Background technology
Oxychloroquine (Hydroxychloroquine), chemical name 2-[[4-[(the chloro-4-quinolyl of 7-) amino] amyl group] ethylamino-]-ethanol, there is a chiral-center, have (-)-(R)-oxychloroquine and (+) two kinds of optical isomers of-(S)-oxychloroquine, belong to 4-aminoquinolines medicine, Clinical practice is with (R)/(S) two kinds of mixing of optical isomer equal proportion, i.e. racemic compound administrations。
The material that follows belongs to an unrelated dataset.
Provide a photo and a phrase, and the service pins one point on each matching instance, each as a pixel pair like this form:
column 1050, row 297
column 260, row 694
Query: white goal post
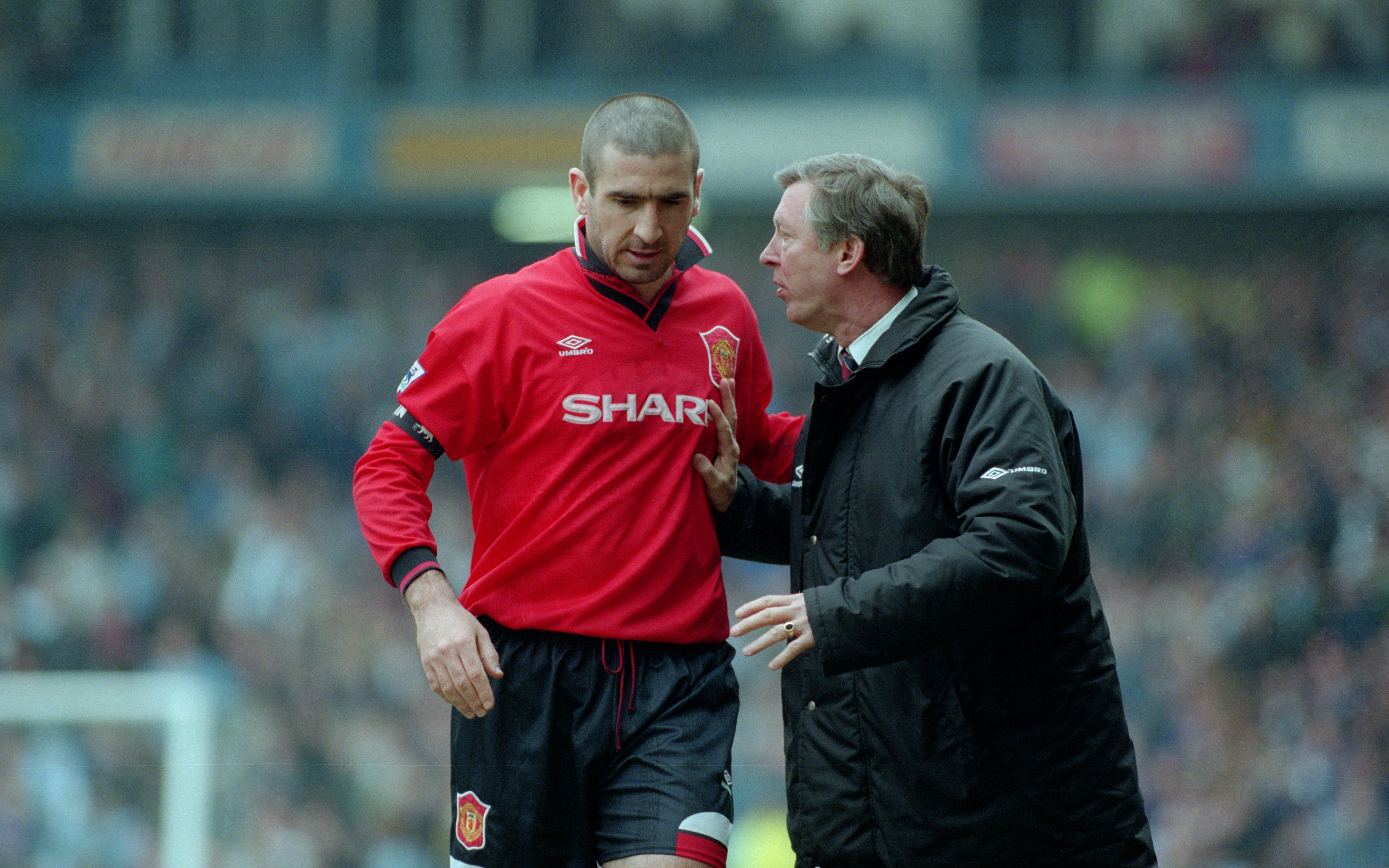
column 181, row 703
It is the earliest for the treatment of antiplasmodial, and the phosphate of oxychloroquine and sulfate are now widely used for the clinical treatment of discoid lupus erythematosus and systemic lupus erythematosus (sle);Additionally, oxychloroquine also has application in immunosuppressant and anti-inflammatory response etc.。
It has recently been demonstrated that oxychloroquine is also expected to be developed into the antidiabetic medicine that a class is novel。In a clinical experiment, 32 health volunteers, showing in the double blinding of 14 weeks, random experiment, oxychloroquine can effectively increase the sensitivity of insulin, improve the vigor of beta cell, by regulating and controlling carbohydrate metabolism, and then reduce the level of HbA1c, be expected to very much be developed into the medicine of diabetes mellitus prevention。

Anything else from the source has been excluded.